TEST(inv_chi_square_ccdf, mix_2ndDeriv1) {
  stan::math::fvar<stan::math::var> y(3.0, 1.0);
  double nu = 0.5;
  stan::math::fvar<stan::math::var> result = stan::math::inv_chi_square_ccdf_log(y, nu);

  EXPECT_FLOAT_EQ(ccdf_log, result.val_.val());
  EXPECT_FLOAT_EQ(d_dy, result.d_.val());

  std::vector<stan::math::var> vars;
  std::vector<double> grad;
  vars.push_back(y.val_);
  result.d_.grad(vars, grad);

  EXPECT_FLOAT_EQ(d_dy2, grad[0]);
  stan::math::recover_memory();
}

TEST(inv_chi_square_ccdf, mix_2ndDeriv2) {
  double y = 3.0;
  stan::math::fvar<stan::math::var> nu(0.5, 1.0);
  stan::math::fvar<stan::math::var> result = stan::math::inv_chi_square_ccdf_log(y, nu);

  EXPECT_FLOAT_EQ(ccdf_log, result.val_.val());
  EXPECT_FLOAT_EQ(d_dnu, result.d_.val());

  std::vector<stan::math::var> vars;
  std::vector<double> grad;
  vars.push_back(nu.val_);
  result.d_.grad(vars, grad);

  EXPECT_FLOAT_EQ(d_dnu2, grad[0]);
  stan::math::recover_memory();
  // for (auto g : grad) {
  //   std::cout << "gradient = " << g << std::endl;
  // }
}

TEST(inv_chi_square_ccdf, mix_3rdDeriv_1) {
  stan::math::fvar<stan::math::fvar<stan::math::var>> y;
  y.val_.val_ = 3.0;
  y.val_.d_ = 1.0;
  y.d_.val_ = 1.0;
  double nu = 0.5;
  stan::math::fvar<stan::math::fvar<stan::math::var>> result = stan::math::inv_chi_square_ccdf_log(y, nu);

  EXPECT_FLOAT_EQ(ccdf_log, result.val_.val_.val());
  EXPECT_FLOAT_EQ(d_dy, result.d_.val_.val());

  std::vector<stan::math::var> vars;
  std::vector<double> grad;
  vars.push_back(y.val_.val_);
  result.val_.val_.grad(vars, grad);

  // EXPECT_FLOAT_EQ(d_dnu2, grad[0]);
  stan::math::recover_memory();
  for (auto g : grad) {
    std::cout << "gradient = " << g << std::endl;
  }
}

TEST(inv_chi_square_ccdf, mix_3rdDeriv_2) {
  stan::math::fvar<stan::math::fvar<stan::math::var>> y;
  y.val_.val_ = 3.0;
  y.val_.d_ = 1.0;
  y.d_.val_ = 1.0;
  double nu = 0.5;
  stan::math::fvar<stan::math::fvar<stan::math::var>> result = stan::math::inv_chi_square_ccdf_log(y, nu);

  EXPECT_FLOAT_EQ(ccdf_log, result.val_.val_.val());
  EXPECT_FLOAT_EQ(d_dy, result.d_.val_.val());

  std::vector<stan::math::var> vars;
  std::vector<double> grad;
  vars.push_back(y.val_.val_);
  result.d_.val_.grad(vars, grad);

  // EXPECT_FLOAT_EQ(d_dnu2, grad[0]);
  stan::math::recover_memory();
  for (auto g : grad) {
    std::cout << "gradient = " << g << std::endl;
  }
}

TEST(inv_chi_square_ccdf, mix_3rdDeriv_3) {
  stan::math::fvar<stan::math::fvar<stan::math::var>> y;
  y.val_.val_ = 3.0;
  y.val_.d_ = 1.0;
  y.d_.val_ = 1.0;
  double nu = 0.5;
  stan::math::fvar<stan::math::fvar<stan::math::var>> result = stan::math::inv_chi_square_ccdf_log(y, nu);

  EXPECT_FLOAT_EQ(ccdf_log, result.val_.val_.val());
  EXPECT_FLOAT_EQ(d_dy, result.d_.val_.val());

  std::vector<stan::math::var> vars;
  std::vector<double> grad;
  vars.push_back(y.val_.val_);
  result.d_.d_.grad(vars, grad);

  // EXPECT_FLOAT_EQ(d_dnu2, grad[0]);
  stan::math::recover_memory();
  for (auto g : grad) {
    std::cout << "gradient = " << g << std::endl;
  }
}

@sakrejda, please hold off on trying to find this.

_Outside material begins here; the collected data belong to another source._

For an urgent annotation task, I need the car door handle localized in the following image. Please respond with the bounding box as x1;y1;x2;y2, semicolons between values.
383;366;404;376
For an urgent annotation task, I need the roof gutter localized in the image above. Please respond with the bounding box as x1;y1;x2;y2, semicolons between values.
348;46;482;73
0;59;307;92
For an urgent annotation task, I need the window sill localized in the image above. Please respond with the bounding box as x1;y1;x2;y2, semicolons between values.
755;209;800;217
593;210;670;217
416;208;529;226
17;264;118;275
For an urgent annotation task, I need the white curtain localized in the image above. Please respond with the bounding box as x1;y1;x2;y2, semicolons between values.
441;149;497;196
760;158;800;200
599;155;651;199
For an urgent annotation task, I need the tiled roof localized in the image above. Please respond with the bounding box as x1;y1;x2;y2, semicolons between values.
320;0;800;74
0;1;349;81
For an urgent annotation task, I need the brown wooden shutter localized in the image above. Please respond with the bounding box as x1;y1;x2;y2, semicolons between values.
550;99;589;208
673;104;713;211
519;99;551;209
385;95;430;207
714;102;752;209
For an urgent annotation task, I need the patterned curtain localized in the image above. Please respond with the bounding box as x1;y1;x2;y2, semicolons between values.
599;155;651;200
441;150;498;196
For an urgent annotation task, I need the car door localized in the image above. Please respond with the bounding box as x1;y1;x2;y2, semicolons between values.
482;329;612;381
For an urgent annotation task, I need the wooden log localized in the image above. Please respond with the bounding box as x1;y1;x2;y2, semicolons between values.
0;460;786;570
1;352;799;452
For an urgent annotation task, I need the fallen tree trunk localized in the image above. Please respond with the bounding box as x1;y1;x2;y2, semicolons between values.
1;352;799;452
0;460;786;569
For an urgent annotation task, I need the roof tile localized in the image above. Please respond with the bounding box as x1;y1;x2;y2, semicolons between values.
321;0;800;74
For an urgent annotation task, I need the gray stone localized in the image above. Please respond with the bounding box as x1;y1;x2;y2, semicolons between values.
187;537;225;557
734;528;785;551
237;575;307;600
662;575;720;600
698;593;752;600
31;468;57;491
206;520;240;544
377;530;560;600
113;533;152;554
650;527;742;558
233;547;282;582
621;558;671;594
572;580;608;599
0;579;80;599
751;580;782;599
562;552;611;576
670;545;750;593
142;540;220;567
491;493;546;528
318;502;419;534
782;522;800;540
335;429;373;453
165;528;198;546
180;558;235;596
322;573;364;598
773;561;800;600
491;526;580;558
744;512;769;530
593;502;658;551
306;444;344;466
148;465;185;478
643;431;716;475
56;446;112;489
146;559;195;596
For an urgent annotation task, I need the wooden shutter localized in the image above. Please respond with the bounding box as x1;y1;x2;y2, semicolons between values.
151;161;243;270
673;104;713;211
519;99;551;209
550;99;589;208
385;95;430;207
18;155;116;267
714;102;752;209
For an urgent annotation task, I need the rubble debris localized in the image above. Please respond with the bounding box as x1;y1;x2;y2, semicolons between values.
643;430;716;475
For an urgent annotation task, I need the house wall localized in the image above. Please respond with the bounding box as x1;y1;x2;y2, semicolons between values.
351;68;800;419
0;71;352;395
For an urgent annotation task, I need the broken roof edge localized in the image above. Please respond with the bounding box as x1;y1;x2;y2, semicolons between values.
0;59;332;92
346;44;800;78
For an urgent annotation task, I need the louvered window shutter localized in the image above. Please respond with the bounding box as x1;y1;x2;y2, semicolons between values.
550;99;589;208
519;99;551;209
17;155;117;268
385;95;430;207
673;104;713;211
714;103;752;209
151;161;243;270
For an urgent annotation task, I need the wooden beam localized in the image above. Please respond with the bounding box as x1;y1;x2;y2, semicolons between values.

I think there are memory issues in the tests themselves. I don’t see how this has worked so far.

I’m instrumenting the test fixture and finding things like it’s using the wrong underlying vi_ to take the derivative with respect to (some debug output)

var to take deriv of = 3:0 -> 0x7ffee2e8e4f0 
...
x[0].vi_ = 0x7f974f703fa0

I expected those to match, but clearly they don’t.

2 Likes

This seems like important work! Which tests are these?

This one:

./runTests.py -j4 test/prob/inv_chi_square/inv_chi_square_ccdf_log_00000_generated_ffv_test

Woops, I meant in which category of tests does @syclik suspect the memory error exists. All distribution tests? Or just the one you pasted? Or all the ones using some other function… etc.

I think it’s in the mixed distribution tests.

Inspecting the code, it looks like we construct a set of stan::math::vars to be used in two different function calls, but after the first, we call stan::math::recover_memory(), which should destroy the validity of all the stan::math::vars for the second call. I think that’s legitimately a problem with our tests, which probably doesn’t show up because we don’t do any manipulation of the stack between calls to .grad(...), but it’s still an error.

That said, that’s not the problem with this particular pull request. There’s something really funky going on. Changing this particular derivative is the only one that triggers this particular NaN issue. Before moving forward, I’d really want to know why it’s a problem in the tests (and why it only happens with this custom derivative!) or what’s different about this particular code that triggers it.

That’s a reasonable request, I probably need to break up this PR and start with the new tests vs. develop and do this incrementally.

I’m not expecting you to do this! I’ll try to hunt it down.

Of course, I’m not going to stop you! But I think your code looks right. We just know that it triggers something weird and it’s deeper than what it looks like on the surface.

Thanks for dealing with this, @syclik. Let me know if something needs to change in the test framework I can help with. I’m trying to think about building it out further for the rest of our functions, the testing of which is a serious bottleneck.

You can’t stop me! Blah, that previous message was crap, forgot parens :/

1 Like

So this nan shows up when stan::length(nu) == 1 and is_constant_struct<T_dof>::value == 1 only in:

AgradCcdfLogInvChiSquare_ffv_9/AgradCcdfLogTestFixture/0.Function

So the type is: <double, empty, empty, empty, empty>

Doesn’t happen in ffv_10, where the type is: <std::vector, empty, empty, empty, empty>

So I’m going to bet there’s a meta-program not handling doubles right somewhere.

… but everything I can find treats doubles fine so it’s still a mystery for now.